Из никуда

Маорика
У истории загадочной на гребне я выхожу из дома в темноту. Ветра холодного длинные ленты лижут места над поясницей и выше. Глубже руки сунув в карманы, убыстряю шаг. В дымку тумана вечернего вступая, облачко пара вытряхиваю изо рта. Губы дрожат, зазывая гостя из тонкого мира, из никуда. Ритм отбивая подошвою тонкой по промозглой подгнившей листве, удаляюсь все глубже в темень, дальше от города и от людей.

В нервном дрожании сумрачной трассы среди одиноких, спешащих домой, я зажигаю одну из заначек ментоловых сигарет. Сквозь прикрытые веки неясно вижу, как предо мной дрожит пустота. В неровном звучании оживленной трассы я ощущаю, что ждущий свое получил. Остался услышанным. В безотчетном страхе вечности насолить, я, испугавшись, снижаю шаг. И, словно вселенная замирает, дорога вдоль трассы сворачивает к домам. Пепел сигареты дотлевшей катится по груди, гудки машин в ночи затихают, кто-то, и правда, пришел.

Не слышны: шаги за спиной, дыхание и голоса – только ужас и ожидание в приподнявшихся волосках на руках. Я не ждал человека, приученный отпускать. Если бы можно было кого-то на праздник позвать, ждал бы друга четвероногого, отправленного «не_существовать». Я замираю, когда в воздух облачком изо рта выпадает дыхание, к ногам ложится сигарета. И видно тень. Тугой сгусток отсутствия света, что-то принесший, тянется ближе ко мне, облизывает подошвы и вырывается вперед. Я в страхе закрываю глаза, перестаю дышать. Только к ногам ластится, жмется мягкий комок. Дурак, но боюсь открывать глаза.

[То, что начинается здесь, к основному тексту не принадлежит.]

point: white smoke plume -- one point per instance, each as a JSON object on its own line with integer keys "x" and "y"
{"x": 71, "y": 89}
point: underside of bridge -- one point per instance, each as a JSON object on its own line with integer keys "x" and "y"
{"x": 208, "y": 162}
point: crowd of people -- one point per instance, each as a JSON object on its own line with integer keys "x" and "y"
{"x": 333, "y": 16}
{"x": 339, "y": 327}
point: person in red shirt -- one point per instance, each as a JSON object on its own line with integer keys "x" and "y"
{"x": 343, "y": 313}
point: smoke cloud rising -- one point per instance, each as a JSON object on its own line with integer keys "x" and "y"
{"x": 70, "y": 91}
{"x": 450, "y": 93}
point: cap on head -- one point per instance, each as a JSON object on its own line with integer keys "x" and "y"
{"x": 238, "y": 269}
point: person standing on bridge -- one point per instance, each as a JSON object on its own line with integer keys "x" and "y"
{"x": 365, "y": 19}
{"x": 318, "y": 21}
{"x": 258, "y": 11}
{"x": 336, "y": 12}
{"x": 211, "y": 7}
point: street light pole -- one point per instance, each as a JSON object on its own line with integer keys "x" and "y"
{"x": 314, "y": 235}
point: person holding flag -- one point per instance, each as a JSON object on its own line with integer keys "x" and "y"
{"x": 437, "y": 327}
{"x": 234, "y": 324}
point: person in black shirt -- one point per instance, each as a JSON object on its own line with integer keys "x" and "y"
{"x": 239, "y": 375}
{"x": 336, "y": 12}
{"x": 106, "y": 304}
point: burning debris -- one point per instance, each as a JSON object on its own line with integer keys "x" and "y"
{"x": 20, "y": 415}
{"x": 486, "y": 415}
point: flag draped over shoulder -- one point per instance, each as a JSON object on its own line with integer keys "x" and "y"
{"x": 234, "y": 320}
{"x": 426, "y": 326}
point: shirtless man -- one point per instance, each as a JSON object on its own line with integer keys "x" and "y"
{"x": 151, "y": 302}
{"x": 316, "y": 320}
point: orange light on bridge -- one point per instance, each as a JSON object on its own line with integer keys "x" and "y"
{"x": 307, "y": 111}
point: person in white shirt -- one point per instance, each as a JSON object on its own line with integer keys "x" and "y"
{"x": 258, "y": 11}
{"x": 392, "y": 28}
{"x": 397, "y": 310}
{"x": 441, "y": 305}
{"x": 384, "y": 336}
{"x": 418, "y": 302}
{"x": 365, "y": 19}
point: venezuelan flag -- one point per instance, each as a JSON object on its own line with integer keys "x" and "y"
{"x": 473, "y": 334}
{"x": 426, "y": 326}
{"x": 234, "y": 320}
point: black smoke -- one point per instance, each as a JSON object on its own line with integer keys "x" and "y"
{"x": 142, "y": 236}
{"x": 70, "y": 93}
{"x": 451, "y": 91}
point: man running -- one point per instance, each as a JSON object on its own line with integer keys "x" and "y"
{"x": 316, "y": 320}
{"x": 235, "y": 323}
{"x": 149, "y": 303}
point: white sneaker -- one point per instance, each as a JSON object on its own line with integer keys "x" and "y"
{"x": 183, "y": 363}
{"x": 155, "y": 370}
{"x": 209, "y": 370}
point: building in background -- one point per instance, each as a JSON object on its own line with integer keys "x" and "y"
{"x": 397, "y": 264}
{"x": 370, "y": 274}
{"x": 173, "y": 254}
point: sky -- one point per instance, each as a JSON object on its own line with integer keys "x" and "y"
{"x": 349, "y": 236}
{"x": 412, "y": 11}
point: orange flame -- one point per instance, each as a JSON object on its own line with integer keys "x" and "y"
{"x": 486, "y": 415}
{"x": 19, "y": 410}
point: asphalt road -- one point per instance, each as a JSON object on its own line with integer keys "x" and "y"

И в это слепое мгновение будто случилось все. Я не кричал, не дышал – лишь слушал, как звонкое урчание поднималось с земли. Чувствовал, как узкий и длинный хвост обнимал ноги, стараясь достичь колен. Я чуду такому без боя, без сожаления сдался в плен. У ног моих в такой же темной шубке, как ночь вокруг, расхаживал бесшумно званный гость. И белые усы привычно завивались, дугу закладывая вперед, а изнутри, от маленького сердца, шла песня. Так был он мне рад!

Я лишь смотрел, боялся прикоснуться, не в праве был нарушить волшебство. Мой кот ходил вокруг, урча и извиваясь, как будто хитро зазывал. Но не спешил: ни сгинуть, ни открыться. Во тьме тонули силуэта два: он и я.

- Мой друг, я так скучал, – мой голос до внезапности охрип, - Ты знаешь, мне очень одиноко без тебя. Совсем не спится без довольной песни, что вечером на ухо мне играл. Когда ушел, ведь я совсем не верил, еще неделю сыпал корм. Ну а сейчас? Сейчас я не преступен, чужому зверю вслед уж не смотрю.

Мой друг остановился, словно то, что он из-за черты, давало преимущество ему. Вскинул темную морду и посмотрел в глаза мне. Не знаю, что я увидал, но захотел коснуться. Так медленно на колени я еще не опускался, словно кланяясь божеству. Кот терпеливо ждал, подергивая лишь чуть хвостом. С небывалым трепетом я руку к нему тянул, а воздух густел туманом и запахом. Я не дышал. Шерсть оказалось такой же мягкой – кот блаженно прикрыл глаза. А я заплакал и задрожал.

- Ты здесь, мой друг. Ты, правда, здесь!

Я исступленно поглаживал кошачью спину, область между ушей, чувствуя, как животное вибрирует под рукой. И плакал. А запах тлена становился тяжелее с каждым вдохом, достигающим легких. И слезы лились быстрее, и громче становилось урчание. Я дрожал, повторяя заветное: «Ты здесь! Ты здесь!».

И в тот момент, когда тошнота подкатила к горлу, заставляя тяжело сглатывать и крепче сжимать губы, кот повалился на спину, открывая мне доступ к единственному светлому участку. Шерсть была совсем не белая, скорее грязно серая, свалявшаяся, но ран, полученных при жизни, не было. Я впервые прервал тишину, слишком громко всхлипнув, осознавая то, что, где бы теперь ни был мой друг, он больше не страдает. Еще раз всхлипнув, я улыбнулся сквозь слезы и прикрыл глаза, впервые чувствуя легкость на месте той боли и сомнения, что мучили меня с самого дня утраты. Мой друг лизнул мне кончики пальцев на прощание, и язык его был все также шершав и горяч, как раньше. Когда я открыл глаза, кота уже не было, только на руках осталась пара тонких темных шерстинок и разводы грязи.